Ever increasing solid waste production has been threatening natural environment and human safety in recent years. With increasing urbanization worldwide, Municipal Solid Waste (MSW) has increased significantly. The integrated management of MSW is an effective method, but the accurate prediction of MSW generation is a complex problem. Some traditional prediction models (multi-variable linear regression model, time-series analysis model, etc.) are mature using simple methods, but they usually choose a mathematical basic model in advance, which limit the ability to truly reflect the characteristics of MSW.

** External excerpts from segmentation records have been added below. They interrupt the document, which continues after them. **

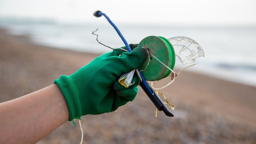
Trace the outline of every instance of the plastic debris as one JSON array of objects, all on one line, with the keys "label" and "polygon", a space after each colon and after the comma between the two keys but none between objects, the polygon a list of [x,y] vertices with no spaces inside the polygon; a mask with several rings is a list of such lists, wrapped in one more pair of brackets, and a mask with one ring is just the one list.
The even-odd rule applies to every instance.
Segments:
[{"label": "plastic debris", "polygon": [[125,73],[121,76],[118,79],[118,82],[124,87],[127,88],[134,84],[132,83],[132,81],[133,78],[135,70],[131,71],[129,73]]},{"label": "plastic debris", "polygon": [[187,37],[178,36],[168,39],[172,44],[176,56],[182,65],[195,63],[195,59],[204,56],[202,47],[194,40]]}]

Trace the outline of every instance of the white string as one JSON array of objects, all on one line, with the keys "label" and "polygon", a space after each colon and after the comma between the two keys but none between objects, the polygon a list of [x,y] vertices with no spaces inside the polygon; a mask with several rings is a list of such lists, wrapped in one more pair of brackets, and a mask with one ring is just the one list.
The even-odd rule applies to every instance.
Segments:
[{"label": "white string", "polygon": [[169,82],[169,83],[168,83],[165,86],[163,86],[163,87],[161,87],[161,88],[155,88],[154,89],[156,90],[158,90],[161,89],[163,89],[163,88],[165,88],[166,87],[168,86],[169,85],[171,84],[174,81],[174,80],[175,80],[175,78],[176,77],[176,75],[175,74],[175,72],[174,72],[174,71],[173,71],[172,69],[171,69],[171,68],[169,67],[166,65],[165,65],[165,64],[164,64],[163,63],[163,62],[161,62],[161,61],[160,61],[160,60],[159,60],[159,59],[158,59],[155,56],[154,56],[154,55],[152,55],[152,54],[151,54],[151,55],[153,57],[154,57],[154,58],[156,59],[157,60],[157,61],[159,61],[164,66],[165,66],[165,67],[166,67],[166,68],[167,68],[168,69],[169,69],[172,72],[173,72],[173,74],[174,75],[174,78],[173,78],[173,80],[172,80],[172,81],[171,81],[171,82]]},{"label": "white string", "polygon": [[141,72],[142,71],[145,71],[145,70],[147,69],[147,68],[148,67],[148,65],[149,64],[149,61],[150,61],[150,53],[149,53],[149,51],[148,51],[148,50],[145,49],[145,48],[144,47],[141,47],[141,48],[143,48],[144,49],[145,49],[147,51],[147,53],[148,54],[148,64],[147,64],[147,66],[146,67],[146,68],[145,68],[145,69],[144,69],[144,70],[141,70],[139,72]]},{"label": "white string", "polygon": [[82,126],[81,126],[81,121],[79,120],[79,125],[80,125],[80,129],[81,129],[82,131],[82,137],[81,138],[81,142],[80,143],[80,144],[82,144],[83,143],[83,137],[84,136],[84,132],[83,132],[83,129],[82,128]]}]

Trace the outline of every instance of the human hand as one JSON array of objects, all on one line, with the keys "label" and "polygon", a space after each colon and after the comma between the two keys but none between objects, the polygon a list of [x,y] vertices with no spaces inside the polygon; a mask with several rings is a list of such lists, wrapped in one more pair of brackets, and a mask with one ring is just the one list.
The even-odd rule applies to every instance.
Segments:
[{"label": "human hand", "polygon": [[127,88],[117,81],[145,61],[146,51],[134,48],[136,45],[130,45],[133,49],[131,53],[114,50],[99,56],[70,76],[62,75],[54,81],[68,105],[69,120],[112,112],[133,100],[138,90],[136,75],[132,82],[134,84]]}]

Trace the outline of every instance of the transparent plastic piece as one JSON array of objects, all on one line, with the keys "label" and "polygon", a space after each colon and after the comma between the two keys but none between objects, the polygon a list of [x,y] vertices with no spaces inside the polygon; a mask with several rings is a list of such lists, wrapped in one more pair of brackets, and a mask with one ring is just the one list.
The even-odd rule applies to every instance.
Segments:
[{"label": "transparent plastic piece", "polygon": [[187,37],[178,36],[168,39],[173,46],[176,56],[184,65],[195,63],[196,59],[204,56],[202,47],[195,41]]}]

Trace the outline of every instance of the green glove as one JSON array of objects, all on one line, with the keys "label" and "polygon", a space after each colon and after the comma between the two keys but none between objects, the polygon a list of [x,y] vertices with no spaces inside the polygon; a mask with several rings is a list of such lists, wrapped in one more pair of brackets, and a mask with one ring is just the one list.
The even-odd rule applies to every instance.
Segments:
[{"label": "green glove", "polygon": [[62,75],[55,80],[67,102],[69,120],[111,112],[133,100],[138,90],[137,75],[133,80],[134,84],[127,88],[117,81],[124,73],[139,67],[146,56],[146,51],[140,48],[131,53],[114,50],[96,58],[70,76]]}]

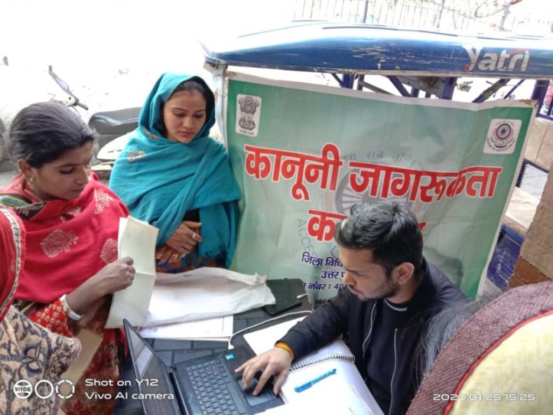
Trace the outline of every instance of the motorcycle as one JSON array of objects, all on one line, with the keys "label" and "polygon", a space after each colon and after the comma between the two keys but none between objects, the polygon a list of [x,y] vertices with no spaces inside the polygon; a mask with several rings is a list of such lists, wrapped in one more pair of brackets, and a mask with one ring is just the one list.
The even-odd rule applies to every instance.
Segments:
[{"label": "motorcycle", "polygon": [[[88,107],[71,92],[67,83],[54,73],[52,66],[48,67],[48,73],[59,87],[69,95],[66,101],[53,101],[73,108],[76,111],[77,106],[88,110]],[[94,151],[94,160],[92,160],[94,170],[97,171],[111,170],[111,167],[128,141],[128,133],[138,126],[140,109],[141,107],[138,106],[100,111],[90,116],[88,125],[98,133],[98,141]],[[77,113],[78,113],[78,111]]]}]

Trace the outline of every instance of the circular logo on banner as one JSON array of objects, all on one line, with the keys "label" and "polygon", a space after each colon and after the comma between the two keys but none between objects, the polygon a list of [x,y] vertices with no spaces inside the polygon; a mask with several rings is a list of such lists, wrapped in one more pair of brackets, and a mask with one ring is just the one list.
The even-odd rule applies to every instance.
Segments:
[{"label": "circular logo on banner", "polygon": [[496,147],[507,147],[512,140],[512,127],[507,122],[498,125],[493,132]]},{"label": "circular logo on banner", "polygon": [[519,136],[520,120],[494,119],[490,122],[484,153],[512,154]]}]

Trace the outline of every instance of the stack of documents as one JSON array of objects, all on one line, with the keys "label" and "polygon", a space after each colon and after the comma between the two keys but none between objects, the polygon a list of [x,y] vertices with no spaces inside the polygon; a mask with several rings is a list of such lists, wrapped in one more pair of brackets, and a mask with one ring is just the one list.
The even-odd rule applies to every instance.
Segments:
[{"label": "stack of documents", "polygon": [[180,339],[227,342],[232,335],[232,316],[214,317],[187,323],[174,323],[143,328],[145,338]]},{"label": "stack of documents", "polygon": [[266,276],[204,267],[183,274],[158,273],[146,327],[241,313],[274,297]]}]

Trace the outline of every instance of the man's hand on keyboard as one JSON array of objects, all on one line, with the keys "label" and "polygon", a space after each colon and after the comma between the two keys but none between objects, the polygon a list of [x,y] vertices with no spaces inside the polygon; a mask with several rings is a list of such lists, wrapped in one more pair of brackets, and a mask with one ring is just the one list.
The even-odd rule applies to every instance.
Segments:
[{"label": "man's hand on keyboard", "polygon": [[234,372],[238,373],[244,371],[242,383],[244,387],[250,384],[258,372],[262,372],[258,379],[258,384],[253,390],[253,395],[258,395],[267,381],[274,376],[273,393],[276,395],[290,372],[292,356],[288,351],[280,347],[273,347],[270,350],[252,358],[237,368]]}]

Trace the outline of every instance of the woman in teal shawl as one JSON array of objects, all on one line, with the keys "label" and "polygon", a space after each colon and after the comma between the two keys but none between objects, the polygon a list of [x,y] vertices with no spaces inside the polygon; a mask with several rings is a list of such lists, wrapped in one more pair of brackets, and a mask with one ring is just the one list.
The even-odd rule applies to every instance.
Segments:
[{"label": "woman in teal shawl", "polygon": [[240,192],[222,143],[208,136],[214,94],[199,76],[165,73],[115,162],[109,187],[159,228],[159,271],[229,266]]}]

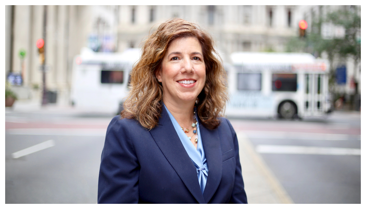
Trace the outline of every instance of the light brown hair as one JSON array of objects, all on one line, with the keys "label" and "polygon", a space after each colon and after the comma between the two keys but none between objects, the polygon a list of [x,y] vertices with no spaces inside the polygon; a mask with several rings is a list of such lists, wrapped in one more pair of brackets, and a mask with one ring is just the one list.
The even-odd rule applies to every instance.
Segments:
[{"label": "light brown hair", "polygon": [[198,95],[197,114],[202,125],[214,129],[220,125],[228,100],[225,72],[212,38],[197,25],[179,18],[161,24],[148,37],[142,49],[141,58],[131,72],[129,94],[121,112],[122,118],[135,119],[151,129],[157,125],[161,111],[163,87],[155,77],[169,44],[176,38],[194,37],[202,47],[206,80]]}]

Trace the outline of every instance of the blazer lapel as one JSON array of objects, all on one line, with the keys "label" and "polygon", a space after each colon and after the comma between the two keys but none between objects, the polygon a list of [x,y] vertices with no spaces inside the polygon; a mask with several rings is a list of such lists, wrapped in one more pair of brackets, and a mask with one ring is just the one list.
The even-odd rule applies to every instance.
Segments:
[{"label": "blazer lapel", "polygon": [[167,110],[164,107],[161,109],[158,125],[150,130],[150,133],[193,197],[198,203],[205,203],[196,168],[177,134]]},{"label": "blazer lapel", "polygon": [[199,130],[208,167],[207,182],[203,194],[205,202],[208,203],[215,193],[221,181],[223,171],[222,153],[217,129],[210,130],[202,125],[199,126]]}]

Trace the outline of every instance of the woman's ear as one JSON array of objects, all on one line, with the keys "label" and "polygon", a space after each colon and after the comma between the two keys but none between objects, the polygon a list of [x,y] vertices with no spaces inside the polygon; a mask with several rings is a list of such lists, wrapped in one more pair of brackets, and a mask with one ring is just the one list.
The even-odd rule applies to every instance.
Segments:
[{"label": "woman's ear", "polygon": [[161,70],[158,70],[155,72],[155,77],[159,82],[161,82]]}]

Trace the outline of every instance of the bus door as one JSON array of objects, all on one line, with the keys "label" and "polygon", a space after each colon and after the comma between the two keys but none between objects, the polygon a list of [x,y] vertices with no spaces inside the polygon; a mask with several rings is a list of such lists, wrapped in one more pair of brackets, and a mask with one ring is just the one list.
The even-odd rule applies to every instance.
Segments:
[{"label": "bus door", "polygon": [[324,74],[305,74],[305,112],[306,115],[321,114],[325,107]]}]

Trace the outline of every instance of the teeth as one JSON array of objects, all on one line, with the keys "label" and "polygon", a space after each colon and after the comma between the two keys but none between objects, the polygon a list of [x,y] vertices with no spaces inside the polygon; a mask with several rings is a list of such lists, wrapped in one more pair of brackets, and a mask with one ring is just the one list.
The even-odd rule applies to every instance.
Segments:
[{"label": "teeth", "polygon": [[193,84],[195,82],[195,81],[193,80],[191,80],[190,81],[187,81],[187,80],[185,80],[184,81],[178,81],[179,83],[181,84]]}]

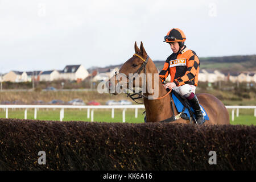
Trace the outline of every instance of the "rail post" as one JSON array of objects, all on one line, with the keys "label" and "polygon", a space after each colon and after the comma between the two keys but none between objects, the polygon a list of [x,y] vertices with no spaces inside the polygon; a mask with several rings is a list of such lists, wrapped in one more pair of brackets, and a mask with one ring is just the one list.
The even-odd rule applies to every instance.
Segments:
[{"label": "rail post", "polygon": [[8,118],[8,108],[5,110],[5,118]]},{"label": "rail post", "polygon": [[138,118],[138,108],[135,108],[135,118]]},{"label": "rail post", "polygon": [[125,111],[126,109],[125,108],[123,109],[123,123],[125,123]]},{"label": "rail post", "polygon": [[114,118],[115,114],[115,110],[114,108],[112,108],[112,113],[111,113],[111,118]]},{"label": "rail post", "polygon": [[60,121],[62,121],[64,118],[64,108],[61,108],[60,111]]},{"label": "rail post", "polygon": [[90,111],[90,121],[93,121],[93,114],[94,114],[94,111],[93,111],[93,109],[92,109],[92,111]]},{"label": "rail post", "polygon": [[34,112],[34,118],[35,119],[36,119],[36,118],[37,118],[37,117],[36,117],[37,113],[37,113],[37,109],[36,109],[36,108],[35,108]]},{"label": "rail post", "polygon": [[232,121],[234,121],[234,109],[232,109]]},{"label": "rail post", "polygon": [[90,118],[90,109],[87,109],[87,118]]},{"label": "rail post", "polygon": [[24,114],[24,119],[27,119],[27,109],[25,109],[25,113]]}]

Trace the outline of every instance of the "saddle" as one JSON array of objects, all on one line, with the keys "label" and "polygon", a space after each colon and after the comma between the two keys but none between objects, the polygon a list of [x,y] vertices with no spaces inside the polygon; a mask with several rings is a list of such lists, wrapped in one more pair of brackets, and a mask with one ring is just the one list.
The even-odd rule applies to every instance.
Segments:
[{"label": "saddle", "polygon": [[[181,113],[181,117],[184,119],[190,120],[191,122],[195,121],[195,111],[193,108],[191,107],[189,102],[187,98],[182,96],[179,94],[179,93],[172,90],[170,93],[174,102],[174,105],[179,113]],[[203,114],[205,120],[209,121],[209,117],[207,113],[205,112],[204,107],[199,104],[201,107],[201,110]]]},{"label": "saddle", "polygon": [[[168,92],[170,91],[168,89],[167,89],[167,90]],[[179,93],[175,92],[174,90],[172,90],[171,92],[171,93],[170,93],[170,96],[171,97],[172,97],[174,105],[175,106],[179,114],[178,114],[177,115],[175,115],[174,104],[172,103],[172,100],[171,99],[171,106],[172,109],[172,117],[170,118],[161,121],[159,122],[168,123],[176,121],[180,118],[184,119],[189,120],[190,123],[195,122],[196,119],[194,114],[195,111],[187,98],[179,94]],[[203,114],[204,115],[204,117],[205,118],[205,120],[209,121],[209,117],[207,115],[207,113],[205,112],[204,107],[203,107],[201,105],[200,105],[200,106],[201,107],[201,110],[202,111]],[[142,113],[142,114],[144,114],[145,113],[146,111],[144,111]],[[144,117],[144,122],[147,122],[147,121],[146,119],[146,115]]]}]

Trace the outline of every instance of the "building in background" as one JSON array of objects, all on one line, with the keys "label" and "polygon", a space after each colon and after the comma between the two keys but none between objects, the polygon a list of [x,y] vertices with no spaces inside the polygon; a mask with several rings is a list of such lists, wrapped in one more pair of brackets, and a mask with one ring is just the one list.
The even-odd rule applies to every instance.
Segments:
[{"label": "building in background", "polygon": [[28,81],[26,72],[11,71],[3,76],[3,81],[26,82]]},{"label": "building in background", "polygon": [[43,73],[42,71],[34,71],[32,72],[27,72],[28,81],[40,81],[40,75]]},{"label": "building in background", "polygon": [[59,78],[68,80],[83,80],[89,75],[87,70],[81,65],[67,65],[60,71]]},{"label": "building in background", "polygon": [[56,70],[46,71],[43,72],[40,75],[39,80],[40,81],[51,81],[58,80],[60,77],[60,73]]}]

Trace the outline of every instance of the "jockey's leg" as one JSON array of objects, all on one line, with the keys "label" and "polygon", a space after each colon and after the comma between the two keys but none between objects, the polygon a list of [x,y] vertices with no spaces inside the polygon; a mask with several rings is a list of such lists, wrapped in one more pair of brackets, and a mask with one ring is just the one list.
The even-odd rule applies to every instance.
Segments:
[{"label": "jockey's leg", "polygon": [[195,111],[196,119],[199,125],[202,125],[205,122],[205,119],[203,115],[199,105],[197,97],[195,95],[196,86],[194,85],[185,84],[180,86],[179,93],[184,96],[189,102],[191,106]]}]

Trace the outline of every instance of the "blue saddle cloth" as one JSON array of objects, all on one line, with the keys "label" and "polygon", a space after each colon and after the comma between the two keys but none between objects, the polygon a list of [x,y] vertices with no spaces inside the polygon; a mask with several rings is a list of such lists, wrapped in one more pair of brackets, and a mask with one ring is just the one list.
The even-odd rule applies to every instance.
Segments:
[{"label": "blue saddle cloth", "polygon": [[[178,112],[179,113],[181,112],[184,106],[181,103],[181,102],[180,102],[180,100],[177,98],[177,97],[176,97],[176,96],[174,94],[174,93],[173,92],[172,93],[172,99],[174,100],[174,104],[175,104],[176,108],[177,109]],[[207,114],[207,112],[204,110],[204,107],[203,107],[203,106],[200,104],[199,104],[199,105],[200,106],[201,110],[202,111],[203,115],[204,115],[204,117],[205,118],[205,120],[209,121],[209,117],[208,117],[208,115]],[[196,116],[195,115],[194,110],[193,109],[193,108],[192,107],[190,107],[190,109],[193,112],[193,113],[194,113],[193,115],[194,115],[194,117],[195,117]],[[190,114],[189,114],[188,108],[187,108],[187,107],[185,108],[185,109],[184,111],[184,113],[186,114],[187,116],[187,118],[185,118],[184,119],[189,119]]]}]

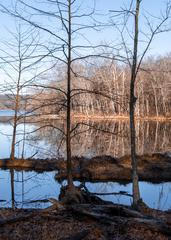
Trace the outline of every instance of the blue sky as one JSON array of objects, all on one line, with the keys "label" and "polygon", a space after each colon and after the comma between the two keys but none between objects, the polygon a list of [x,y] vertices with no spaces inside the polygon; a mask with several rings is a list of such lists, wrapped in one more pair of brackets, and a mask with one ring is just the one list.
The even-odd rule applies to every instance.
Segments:
[{"label": "blue sky", "polygon": [[[14,2],[14,0],[12,0]],[[78,0],[81,1],[81,0]],[[1,0],[1,2],[5,5],[10,5],[11,0]],[[25,0],[25,2],[30,3],[32,0]],[[82,2],[84,2],[82,0]],[[85,2],[84,2],[85,3]],[[92,5],[92,0],[87,0],[86,5]],[[130,0],[96,0],[96,8],[99,13],[109,13],[109,10],[119,10],[124,5],[128,5]],[[141,13],[144,13],[144,10],[150,12],[155,16],[159,16],[161,11],[163,11],[164,6],[166,4],[165,0],[143,0],[141,4]],[[143,21],[143,18],[141,18]],[[44,20],[43,20],[44,21]],[[9,33],[7,29],[13,31],[15,29],[14,19],[9,16],[5,16],[0,13],[0,28],[1,28],[1,38],[0,40],[10,41]],[[142,24],[142,30],[145,32],[146,29]],[[171,23],[170,23],[171,27]],[[90,36],[91,35],[91,36]],[[93,38],[94,42],[115,42],[116,40],[116,32],[114,29],[107,29],[100,33],[89,33],[87,36]],[[144,39],[143,39],[144,40]],[[162,33],[155,37],[148,55],[163,55],[171,52],[170,47],[171,41],[171,32]],[[141,49],[140,49],[141,51]]]}]

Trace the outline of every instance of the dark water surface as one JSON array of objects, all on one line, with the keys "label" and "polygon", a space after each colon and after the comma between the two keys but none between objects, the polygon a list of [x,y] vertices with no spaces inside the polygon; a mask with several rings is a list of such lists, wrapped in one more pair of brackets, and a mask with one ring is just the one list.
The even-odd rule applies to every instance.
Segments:
[{"label": "dark water surface", "polygon": [[[11,112],[6,113],[11,116]],[[0,111],[0,116],[4,116]],[[12,124],[2,122],[0,117],[0,158],[10,156]],[[44,128],[44,125],[48,127]],[[16,157],[65,157],[65,138],[62,131],[65,124],[53,120],[49,123],[23,124],[17,127]],[[52,126],[56,128],[52,128]],[[57,130],[62,129],[62,131]],[[130,153],[128,121],[87,121],[76,122],[72,132],[72,155],[92,157],[97,155],[123,156]],[[137,152],[171,152],[171,122],[137,121]],[[40,207],[49,206],[47,202],[37,200],[49,197],[57,198],[61,185],[54,179],[55,172],[38,174],[36,172],[17,172],[0,170],[0,206]],[[131,193],[131,184],[120,185],[116,182],[86,183],[91,192],[110,193],[127,191]],[[151,184],[140,182],[141,196],[150,206],[157,209],[171,208],[171,183]],[[130,204],[127,196],[107,195],[103,199],[115,203]],[[30,203],[32,201],[32,203]]]},{"label": "dark water surface", "polygon": [[[42,202],[47,198],[58,198],[61,184],[54,179],[55,172],[36,173],[34,171],[0,171],[0,207],[45,208],[50,204]],[[76,182],[76,184],[79,184]],[[131,194],[132,184],[117,182],[86,183],[90,192],[112,193],[126,191]],[[140,182],[141,197],[152,208],[171,209],[171,183],[151,184]],[[100,196],[114,203],[130,205],[132,198],[121,195]]]}]

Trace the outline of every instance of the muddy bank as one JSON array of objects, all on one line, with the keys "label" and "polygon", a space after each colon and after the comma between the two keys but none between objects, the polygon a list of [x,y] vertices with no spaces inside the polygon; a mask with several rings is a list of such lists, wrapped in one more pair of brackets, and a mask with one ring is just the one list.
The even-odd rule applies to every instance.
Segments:
[{"label": "muddy bank", "polygon": [[168,240],[171,213],[114,204],[76,204],[53,211],[1,209],[0,239]]},{"label": "muddy bank", "polygon": [[[66,178],[61,166],[56,179]],[[139,180],[150,182],[171,181],[171,156],[169,154],[146,154],[138,156]],[[73,159],[73,177],[83,181],[131,181],[131,158],[100,156],[91,159]]]},{"label": "muddy bank", "polygon": [[[131,181],[131,158],[124,156],[98,156],[91,159],[73,157],[73,177],[83,181]],[[9,159],[0,160],[1,168],[17,170],[58,170],[57,180],[66,179],[64,159]],[[171,181],[171,156],[168,153],[154,153],[138,156],[138,173],[142,181]]]}]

Machine prediction models with high accuracy, which can obtain new complex data and mine them in depth, are increasingly used to short-, medium- and long-term predictions for MSW generation. Among them, algorithms such as artificial neural network (ANN), support vector machine (SVM) and gradient boost regression tree (GBRT) have been employed to forecast MSW generation. However, the lack of high-accuracy model based on largescale data collection and wide range of influence variables limit the broad applicability of the model.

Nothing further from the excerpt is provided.